Protein kinase C isoforms have differential roles in the regulation of human sebocyte biology.

Protein kinase C (PKC) isoforms have crucial roles in cutaneous signaling. Interestingly, we lack information about their involvement in human sebaceous gland biology. Therefore, in this current study, we investigated the functions of the PKC system in human immortalized SZ95 sebocytes. Using molecular biological approaches, imaging, and functional assays, we report that SZ95 sebocytes express the conventional cPKCα; the novel nPKCδ, ɛ, and η; and the atypical aPKCζ. Activation of the PKC system by phorbol 12-myristate 13-acetate (PMA) stimulated lipid synthesis (a hallmark of differentiation) and resulted in translocation and then downregulation of cPKCα and nPKCδ. In good accord with these findings, the effect of PMA was effectively abrogated by inhibitors and short interfering RNA-mediated "silencing" of cPKCα and nPKCδ. Of further importance, molecular or pharmacological inhibition of nPKCδ also prevented the lipogenic and apoptosis-promoting action of arachidonic acid. Finally, we also found that "knockdown" of the endogenous aPKCζ activity markedly increased basal lipid synthesis and apoptosis, suggesting its constitutive activity in suppressing these processes. Collectively, our findings strongly argue for the fact that certain PKCs have pivotal, isoform-specific, differential, and antagonistic roles in the regulation of human sebaceous gland-derived sebocyte biology.

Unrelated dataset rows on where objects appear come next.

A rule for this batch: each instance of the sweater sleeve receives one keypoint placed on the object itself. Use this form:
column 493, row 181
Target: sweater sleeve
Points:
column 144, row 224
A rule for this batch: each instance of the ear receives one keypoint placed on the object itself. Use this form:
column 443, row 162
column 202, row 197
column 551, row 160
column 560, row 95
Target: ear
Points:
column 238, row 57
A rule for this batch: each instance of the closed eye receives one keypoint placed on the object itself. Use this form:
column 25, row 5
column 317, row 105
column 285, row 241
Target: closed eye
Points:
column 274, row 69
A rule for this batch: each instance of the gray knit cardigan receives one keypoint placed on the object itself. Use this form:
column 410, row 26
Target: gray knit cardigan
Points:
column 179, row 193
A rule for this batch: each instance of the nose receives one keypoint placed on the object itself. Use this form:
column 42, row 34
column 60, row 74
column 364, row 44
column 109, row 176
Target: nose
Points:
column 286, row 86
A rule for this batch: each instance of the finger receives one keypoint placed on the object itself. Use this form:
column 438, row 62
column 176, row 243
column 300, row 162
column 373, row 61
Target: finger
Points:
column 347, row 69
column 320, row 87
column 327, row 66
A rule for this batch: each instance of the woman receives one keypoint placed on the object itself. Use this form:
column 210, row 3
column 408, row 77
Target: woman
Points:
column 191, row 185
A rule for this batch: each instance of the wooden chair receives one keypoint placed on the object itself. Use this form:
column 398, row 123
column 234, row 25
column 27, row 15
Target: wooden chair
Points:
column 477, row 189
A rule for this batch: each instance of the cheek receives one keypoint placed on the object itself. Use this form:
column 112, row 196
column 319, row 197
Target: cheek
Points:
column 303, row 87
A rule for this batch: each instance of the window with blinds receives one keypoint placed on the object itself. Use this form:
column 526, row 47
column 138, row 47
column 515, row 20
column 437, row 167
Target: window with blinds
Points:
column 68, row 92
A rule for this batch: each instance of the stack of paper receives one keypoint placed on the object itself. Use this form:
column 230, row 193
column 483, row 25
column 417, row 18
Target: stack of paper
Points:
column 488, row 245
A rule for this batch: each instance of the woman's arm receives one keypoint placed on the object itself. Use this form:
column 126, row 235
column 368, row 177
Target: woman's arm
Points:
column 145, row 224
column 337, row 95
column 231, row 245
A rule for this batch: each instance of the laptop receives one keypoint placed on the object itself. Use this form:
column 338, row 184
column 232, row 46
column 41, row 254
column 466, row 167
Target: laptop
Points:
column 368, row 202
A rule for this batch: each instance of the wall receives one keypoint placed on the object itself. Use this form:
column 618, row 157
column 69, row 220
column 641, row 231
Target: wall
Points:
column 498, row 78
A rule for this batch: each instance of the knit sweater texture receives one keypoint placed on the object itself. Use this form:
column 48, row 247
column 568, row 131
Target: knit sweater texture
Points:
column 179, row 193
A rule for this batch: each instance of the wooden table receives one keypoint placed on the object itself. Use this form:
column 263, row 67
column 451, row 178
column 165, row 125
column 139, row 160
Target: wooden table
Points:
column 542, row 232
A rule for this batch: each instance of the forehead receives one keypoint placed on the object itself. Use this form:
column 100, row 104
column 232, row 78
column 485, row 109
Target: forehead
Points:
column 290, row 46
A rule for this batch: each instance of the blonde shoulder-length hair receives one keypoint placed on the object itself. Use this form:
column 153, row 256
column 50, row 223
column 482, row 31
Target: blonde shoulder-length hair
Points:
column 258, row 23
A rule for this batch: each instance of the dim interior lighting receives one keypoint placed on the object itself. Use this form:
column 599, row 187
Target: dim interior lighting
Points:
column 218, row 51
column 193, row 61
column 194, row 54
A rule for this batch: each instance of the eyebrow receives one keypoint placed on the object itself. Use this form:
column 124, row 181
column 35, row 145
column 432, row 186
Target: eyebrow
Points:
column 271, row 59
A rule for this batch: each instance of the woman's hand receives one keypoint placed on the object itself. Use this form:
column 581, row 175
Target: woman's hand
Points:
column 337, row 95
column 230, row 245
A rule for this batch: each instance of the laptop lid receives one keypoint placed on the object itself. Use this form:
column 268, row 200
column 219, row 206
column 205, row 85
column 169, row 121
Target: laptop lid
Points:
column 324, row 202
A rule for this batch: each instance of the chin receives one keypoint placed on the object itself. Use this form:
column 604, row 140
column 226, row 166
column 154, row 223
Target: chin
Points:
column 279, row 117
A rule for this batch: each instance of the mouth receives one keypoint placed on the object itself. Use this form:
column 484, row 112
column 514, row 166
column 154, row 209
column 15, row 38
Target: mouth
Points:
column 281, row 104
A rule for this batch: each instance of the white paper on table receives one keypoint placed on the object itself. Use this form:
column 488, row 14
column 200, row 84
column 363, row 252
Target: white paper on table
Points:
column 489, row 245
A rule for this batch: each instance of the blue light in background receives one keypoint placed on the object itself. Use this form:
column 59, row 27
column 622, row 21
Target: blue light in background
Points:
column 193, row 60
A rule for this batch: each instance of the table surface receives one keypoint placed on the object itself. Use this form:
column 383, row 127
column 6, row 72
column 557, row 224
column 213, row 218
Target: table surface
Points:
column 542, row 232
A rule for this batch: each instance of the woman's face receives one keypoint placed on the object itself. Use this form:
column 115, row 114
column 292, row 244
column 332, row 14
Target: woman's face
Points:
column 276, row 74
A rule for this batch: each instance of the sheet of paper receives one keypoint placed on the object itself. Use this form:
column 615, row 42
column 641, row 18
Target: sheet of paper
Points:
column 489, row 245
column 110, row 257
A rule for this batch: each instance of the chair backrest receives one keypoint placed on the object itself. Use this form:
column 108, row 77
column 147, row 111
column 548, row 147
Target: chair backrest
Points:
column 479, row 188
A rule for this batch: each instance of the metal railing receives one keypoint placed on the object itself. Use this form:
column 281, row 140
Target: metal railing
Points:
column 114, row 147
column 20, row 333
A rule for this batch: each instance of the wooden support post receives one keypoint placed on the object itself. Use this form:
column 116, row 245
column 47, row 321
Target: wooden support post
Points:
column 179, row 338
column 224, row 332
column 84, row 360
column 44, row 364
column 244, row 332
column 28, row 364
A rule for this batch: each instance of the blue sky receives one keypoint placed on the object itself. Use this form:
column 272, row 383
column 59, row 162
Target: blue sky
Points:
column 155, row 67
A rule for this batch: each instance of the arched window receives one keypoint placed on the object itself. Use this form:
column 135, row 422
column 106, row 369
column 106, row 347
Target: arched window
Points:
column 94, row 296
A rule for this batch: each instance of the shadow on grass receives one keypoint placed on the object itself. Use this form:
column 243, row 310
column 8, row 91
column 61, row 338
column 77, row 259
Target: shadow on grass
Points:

Activation of transient receptor potential vanilloid-3 inhibits human hair growth.

In the current study, we aimed at identifying the functional role of transient receptor potential vanilloid-3 (TRPV3) ion channel in the regulation of human hair growth. Using human organ-cultured hair follicles (HFs) and cultures of human outer root sheath (ORS) keratinocytes, we provide the first evidence that activation of TRPV3 inhibits human hair growth. TRPV3 immunoreactivity was confined to epithelial compartments of the human HF, mainly to the ORS. In organ culture, TRPV3 activation by plant-derived (e.g., eugenol, 10-1,000 µM) or synthetic (e.g., 2-aminoethoxydiphenyl borate, 1-300 µM) agonists resulted in a dose-dependent inhibition of hair shaft elongation, suppression of proliferation, and induction of apoptosis and premature HF regression (catagen). Human ORS keratinocytes also expressed functional TRPV3, whose stimulation induced membrane currents, elevated intracellular calcium concentration, inhibited proliferation, and induced apoptosis. Of great importance, these effects on ORS keratinocytes were all mediated by TRPV3, as small interfering RNA-mediated silencing of TRPV3 effectively abrogated the cellular actions of the above agonists. These findings collectively support the concept that TRPV3 signaling is a significant player in human hair growth control. Therefore, TRPV3 and the related intracellular signaling mechanism might function as a promising target for pharmacological manipulations of clinically relevant hair growth disorders.